Problem :
Find the general solution and positive integral solutions of 775x -711y =1
My approach :
For the equation ax -by =c , the general solution can be given as :
Let h,k be a solution of ax -by =c, then ah -bk =c.
$ax -by =ah -bk ;$
$a(x-h)=b(y-k); $
$\frac{x-h}{b} = \frac{y-k}{a} =t,$ an integer
$x =h+bt, y =k +at;$ which is the general solution , therefore
We can compare the same with $775x -711y =1$
Let h,k be a solution of $775x -711y =1$ therefore , $775x -711y =1,$
$\Rightarrow 775h -711k =1 $
$\Rightarrow 775h -711 k = 775x -711y $
$\Rightarrow \frac{x-h}{711}=t; \frac{y-k}{775} =t$
Now please suggest how to take this further and get the integral solution of this.
I'd use the Euclidean algotithm.
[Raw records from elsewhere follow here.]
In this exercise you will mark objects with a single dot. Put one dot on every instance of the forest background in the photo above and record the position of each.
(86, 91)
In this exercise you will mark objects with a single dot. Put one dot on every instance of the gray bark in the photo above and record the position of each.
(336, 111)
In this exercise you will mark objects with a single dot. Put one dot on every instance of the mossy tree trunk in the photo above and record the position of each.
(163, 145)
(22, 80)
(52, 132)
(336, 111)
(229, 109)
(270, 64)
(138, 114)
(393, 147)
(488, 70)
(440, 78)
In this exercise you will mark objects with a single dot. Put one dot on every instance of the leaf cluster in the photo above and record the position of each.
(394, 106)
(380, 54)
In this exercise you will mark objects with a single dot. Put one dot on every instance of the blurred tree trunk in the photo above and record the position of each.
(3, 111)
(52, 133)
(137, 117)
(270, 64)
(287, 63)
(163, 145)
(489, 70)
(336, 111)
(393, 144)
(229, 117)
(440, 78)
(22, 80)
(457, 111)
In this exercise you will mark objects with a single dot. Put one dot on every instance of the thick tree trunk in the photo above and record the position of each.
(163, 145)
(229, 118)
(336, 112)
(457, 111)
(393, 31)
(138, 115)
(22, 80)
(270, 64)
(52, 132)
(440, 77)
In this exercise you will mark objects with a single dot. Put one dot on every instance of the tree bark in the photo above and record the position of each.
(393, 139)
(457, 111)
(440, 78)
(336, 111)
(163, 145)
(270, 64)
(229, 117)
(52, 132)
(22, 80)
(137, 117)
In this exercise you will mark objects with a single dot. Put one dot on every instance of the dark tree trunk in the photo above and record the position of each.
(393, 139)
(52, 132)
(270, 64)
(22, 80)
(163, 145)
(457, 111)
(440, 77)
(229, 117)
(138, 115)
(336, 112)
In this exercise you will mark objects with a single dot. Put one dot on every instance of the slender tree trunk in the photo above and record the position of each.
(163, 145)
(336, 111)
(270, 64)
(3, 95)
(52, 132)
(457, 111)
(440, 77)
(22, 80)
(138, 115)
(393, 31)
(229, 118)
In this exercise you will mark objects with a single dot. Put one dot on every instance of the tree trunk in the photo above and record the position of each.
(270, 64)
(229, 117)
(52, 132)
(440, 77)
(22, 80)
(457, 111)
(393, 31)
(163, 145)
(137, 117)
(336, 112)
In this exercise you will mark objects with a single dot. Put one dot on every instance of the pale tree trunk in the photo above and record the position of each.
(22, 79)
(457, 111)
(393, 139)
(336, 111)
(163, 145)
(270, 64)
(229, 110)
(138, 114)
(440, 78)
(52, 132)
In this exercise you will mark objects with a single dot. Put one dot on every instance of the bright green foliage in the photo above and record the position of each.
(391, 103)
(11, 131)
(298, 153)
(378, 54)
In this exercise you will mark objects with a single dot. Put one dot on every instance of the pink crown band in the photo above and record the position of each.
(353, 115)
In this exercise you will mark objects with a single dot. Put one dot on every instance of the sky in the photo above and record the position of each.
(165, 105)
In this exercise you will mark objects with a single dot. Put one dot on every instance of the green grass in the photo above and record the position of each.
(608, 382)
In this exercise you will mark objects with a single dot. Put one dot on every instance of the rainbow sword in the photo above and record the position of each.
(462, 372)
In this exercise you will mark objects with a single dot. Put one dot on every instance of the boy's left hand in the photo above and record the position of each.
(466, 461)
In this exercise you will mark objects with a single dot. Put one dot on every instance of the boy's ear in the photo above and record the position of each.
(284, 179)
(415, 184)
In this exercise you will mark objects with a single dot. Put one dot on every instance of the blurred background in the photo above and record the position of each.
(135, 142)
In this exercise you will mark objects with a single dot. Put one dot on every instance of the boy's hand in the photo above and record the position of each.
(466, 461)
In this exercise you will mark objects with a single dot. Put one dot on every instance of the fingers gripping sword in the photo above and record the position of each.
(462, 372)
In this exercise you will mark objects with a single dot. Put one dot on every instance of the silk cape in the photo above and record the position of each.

Let $a=775,b=711$.
$775=711=64$, so $64=775-711=a-b$.
$711=11*64+7$, so $7=711-11*64=b-11(a-b)=12b-11a$.
$64=9*7+1$, so $1=64-9*7=(a-b)-9(12b-11a)=100a-109b$.
So $x=x_0=100,y=y_0=109$ is one solution of the equation $775x-711y=1$. In parametric form, the general solution is $x=100+711t, y=109+775t,x\in\mathbb R$. If you want $x,y$ to be integers, the general solution is $x=100+711t, y=109+775t,x\in\mathbb Z$. If you want $x,y$ to be positive integers, you have to satisfy the inequalities $100+711t\gt0$ and $109+775t\gt0$, i.e., $t=0,1,2,3,\dots$. The resulting solutions are $(100,109),(811,884),(1522,1659),(2233,2434),\dots$.